De la Rue Hersteller der britischen Pfund-Banknoten bangt ums Überleben

Zehn-Pfund-Note: Hersteller De la Rue hat Probleme

Einem britischen Traditionskonzern droht das Aus: In London sorgte ein knapp 30-prozentiger Kurseinbruch des Druckhauses De La Rue für Aufsehen. Die Aktien der Druckerei für Reisepässe und Geldscheine waren mit 128,4 Pence zeitweise so billig wie zuletzt vor rund 21 Jahren.

Der 200 Jahre alte Hersteller der britischen Banknoten war im abgelaufenen Geschäftsquartal in die roten Zahlen gerutscht und streicht die Dividende bis auf weiteres. Außerdem stellte die Firma das eigene Überleben infrage. Für Beobachter kommt diese Krise überraschend: "Der Bargeld-Umlauf wächst ständig", sagte Neil Wilson, Chef-Analyst des Online-Brokers Markets.com.
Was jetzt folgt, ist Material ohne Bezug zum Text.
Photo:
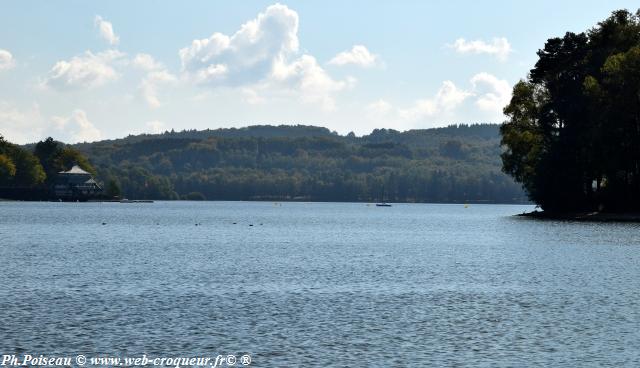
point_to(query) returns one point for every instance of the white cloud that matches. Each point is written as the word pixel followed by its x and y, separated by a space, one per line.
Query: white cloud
pixel 157 74
pixel 76 127
pixel 498 47
pixel 6 60
pixel 149 86
pixel 306 78
pixel 106 30
pixel 493 94
pixel 483 100
pixel 445 100
pixel 378 108
pixel 146 62
pixel 85 71
pixel 248 55
pixel 261 59
pixel 21 125
pixel 155 126
pixel 358 55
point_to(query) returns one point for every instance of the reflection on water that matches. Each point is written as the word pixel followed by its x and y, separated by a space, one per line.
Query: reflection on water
pixel 322 284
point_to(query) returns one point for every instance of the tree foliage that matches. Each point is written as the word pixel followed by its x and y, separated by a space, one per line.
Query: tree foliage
pixel 573 132
pixel 453 164
pixel 18 166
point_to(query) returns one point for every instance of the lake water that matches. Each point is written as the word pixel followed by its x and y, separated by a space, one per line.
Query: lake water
pixel 319 284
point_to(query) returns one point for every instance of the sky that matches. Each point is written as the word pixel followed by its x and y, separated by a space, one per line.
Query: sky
pixel 85 71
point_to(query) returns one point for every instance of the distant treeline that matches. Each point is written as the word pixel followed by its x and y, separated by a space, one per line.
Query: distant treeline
pixel 27 173
pixel 453 164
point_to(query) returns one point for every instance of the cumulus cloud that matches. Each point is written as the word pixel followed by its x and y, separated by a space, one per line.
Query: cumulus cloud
pixel 146 62
pixel 6 60
pixel 106 30
pixel 358 55
pixel 156 74
pixel 306 78
pixel 498 47
pixel 21 125
pixel 493 94
pixel 378 108
pixel 76 127
pixel 482 99
pixel 88 70
pixel 247 55
pixel 261 59
pixel 445 100
pixel 155 126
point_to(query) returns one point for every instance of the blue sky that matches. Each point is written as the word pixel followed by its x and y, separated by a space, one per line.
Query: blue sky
pixel 83 71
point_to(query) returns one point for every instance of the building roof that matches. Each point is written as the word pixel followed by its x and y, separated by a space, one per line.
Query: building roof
pixel 75 170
Er sieht die Schwierigkeiten daher nicht durch den Markt, sondern durch interne Probleme begründet: "Schlechtes Management und schlechte Entscheidungen sind der Hauptgrund für die Malaise."

Für die britische Regierung kommt die Krise von De La Rue zur Unzeit. Erst vor wenigen Wochen hatte die Tory-Regierung tausende britische Urlauber zurückholen müssen, die nach der Pleite der britischen Thomas Cook in aller Welt gestrandet waren. Die Kosten dafür musste der britische Steuerzahler übernehmen. Im Dezember wählt Großbritannien eine neue Regierung.